The paper introduces ROSE, a novel framework for data selection in task-specific instruction tuning of LLMs. ROSE shifts the focus from loss minimization to maximizing a task-specific reward, using pairwise preference loss as a guiding signal for data selection. The experimental results show that ROSE can achieve competitive performance using only 5% of the training data.
优点
- This study addresses an important issue in instruction tuning for LLMs, focusing on data selection to align model outputs more closely with real-world task performance.
- It is novel to focus on reward maximization rather than traditional empirical risk minimization to optimize data selection, which may offer a fresh perspective on enhancing model alignment with human preferences
- The experiments are conducted extensively with both qualitative and quantitative evaluations across various model sizes and families.

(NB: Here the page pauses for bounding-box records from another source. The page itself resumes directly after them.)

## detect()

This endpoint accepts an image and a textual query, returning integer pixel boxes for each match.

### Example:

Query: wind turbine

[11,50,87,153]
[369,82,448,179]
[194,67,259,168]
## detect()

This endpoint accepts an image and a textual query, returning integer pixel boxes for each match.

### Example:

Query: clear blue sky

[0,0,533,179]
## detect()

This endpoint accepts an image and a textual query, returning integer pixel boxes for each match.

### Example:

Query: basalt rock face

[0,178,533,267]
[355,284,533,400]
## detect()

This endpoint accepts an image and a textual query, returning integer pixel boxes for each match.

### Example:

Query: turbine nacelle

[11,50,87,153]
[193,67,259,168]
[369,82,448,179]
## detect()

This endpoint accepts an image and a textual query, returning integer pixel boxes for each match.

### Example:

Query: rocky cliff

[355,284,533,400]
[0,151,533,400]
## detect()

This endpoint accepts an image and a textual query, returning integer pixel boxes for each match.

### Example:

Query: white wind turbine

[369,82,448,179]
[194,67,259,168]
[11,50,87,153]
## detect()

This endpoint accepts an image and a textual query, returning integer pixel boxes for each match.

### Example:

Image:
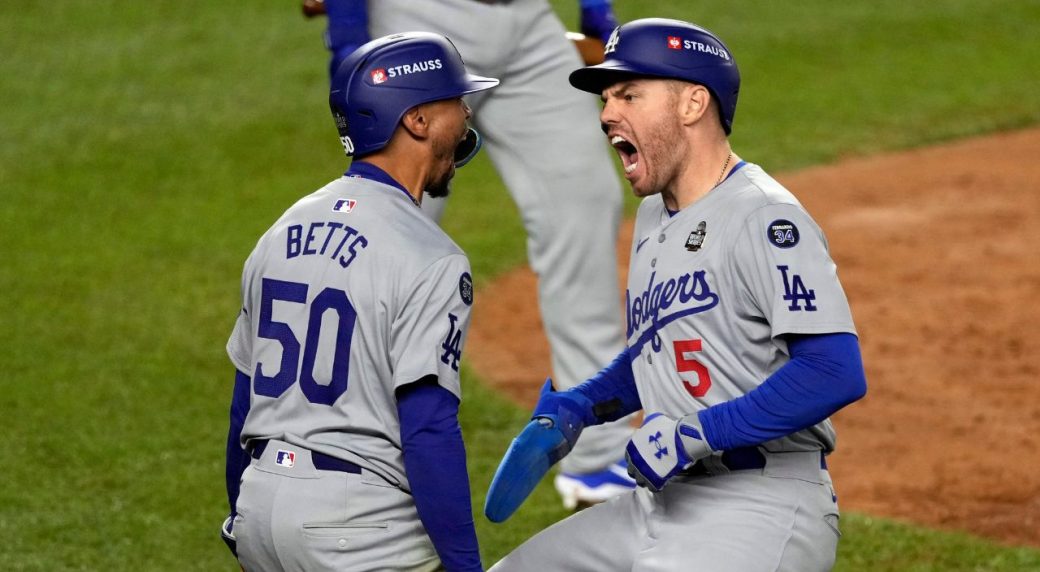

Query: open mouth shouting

[610,135,640,179]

- The Paper is well presented and structured.
缺点
- The study uses only 5% of the training dataset for model tuning. It would be beneficial to explore results with other proportions (e.g., 10%, 20%) to understand the method’s effectiveness at varying scales of data selection.
- The comparison baseline primarily consists of traditional data selection methods. While ROSE employs GPT-4-32K-0613 model as a judge model, exploring data selection baselines with larger models could further validate ROSE’s effectiveness.

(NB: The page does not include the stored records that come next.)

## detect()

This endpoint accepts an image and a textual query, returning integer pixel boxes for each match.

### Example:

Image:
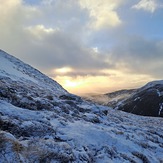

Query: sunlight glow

[54,67,73,74]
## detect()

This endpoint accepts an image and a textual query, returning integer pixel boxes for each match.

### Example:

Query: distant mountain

[116,80,163,117]
[85,80,163,117]
[0,50,163,163]
[83,89,136,108]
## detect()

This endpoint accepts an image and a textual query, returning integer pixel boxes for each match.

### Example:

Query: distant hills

- The study uses specific shot numbers (5, 2, and 1) tailored to individual datasets, rather than a generally optimal choice applicable across tasks, which limits insights into the robustness and general applicability.
- The use of judge model may impact results significantly. Testing with alternative judge models could help establish the portability and robustness of the approach, and address any potential biases introduced by this specific model choice.
问题
- What is the rationale behind choosing 5% of the training dataset for model tuning and whether there were any computational constraints that limited testing with larger proportions.

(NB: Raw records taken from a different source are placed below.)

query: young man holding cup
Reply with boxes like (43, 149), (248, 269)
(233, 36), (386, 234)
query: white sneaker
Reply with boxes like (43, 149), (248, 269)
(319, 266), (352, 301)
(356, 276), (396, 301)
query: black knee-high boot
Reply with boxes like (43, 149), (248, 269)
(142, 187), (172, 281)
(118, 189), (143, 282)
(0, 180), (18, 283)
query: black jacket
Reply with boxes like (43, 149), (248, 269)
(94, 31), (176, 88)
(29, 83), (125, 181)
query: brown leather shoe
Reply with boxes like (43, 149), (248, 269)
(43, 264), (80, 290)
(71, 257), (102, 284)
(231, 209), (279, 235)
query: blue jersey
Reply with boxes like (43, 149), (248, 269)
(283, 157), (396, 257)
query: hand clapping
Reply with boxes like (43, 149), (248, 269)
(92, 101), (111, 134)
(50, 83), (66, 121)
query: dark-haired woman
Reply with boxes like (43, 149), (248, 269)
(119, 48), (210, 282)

- For a new task, what strategies or heuristics would the authors recommend for determining an optimal shot number? The ablation in Section B.1 suggests inconsistencies across datasets in shot number selection, so further guidance on this process could be valuable.
- How does the proposed method's computational complexity scale with larger datasets?
- See the Weaknesses
We would like to request the withdrawal of our submission titled "ROSE: A Reward-Oriented Data Selection Framework for LLM Task-Specific Instruction Tuning" (Paper ID: 12889) from the ICLR review process. After careful consideration, we have decided to revise and significantly improve the content of our work before resubmitting it to a future venue.
We deeply appreciate the reviewers' time and constructive feedback, which have provided valuable insights for refining our research. Thank you for understanding.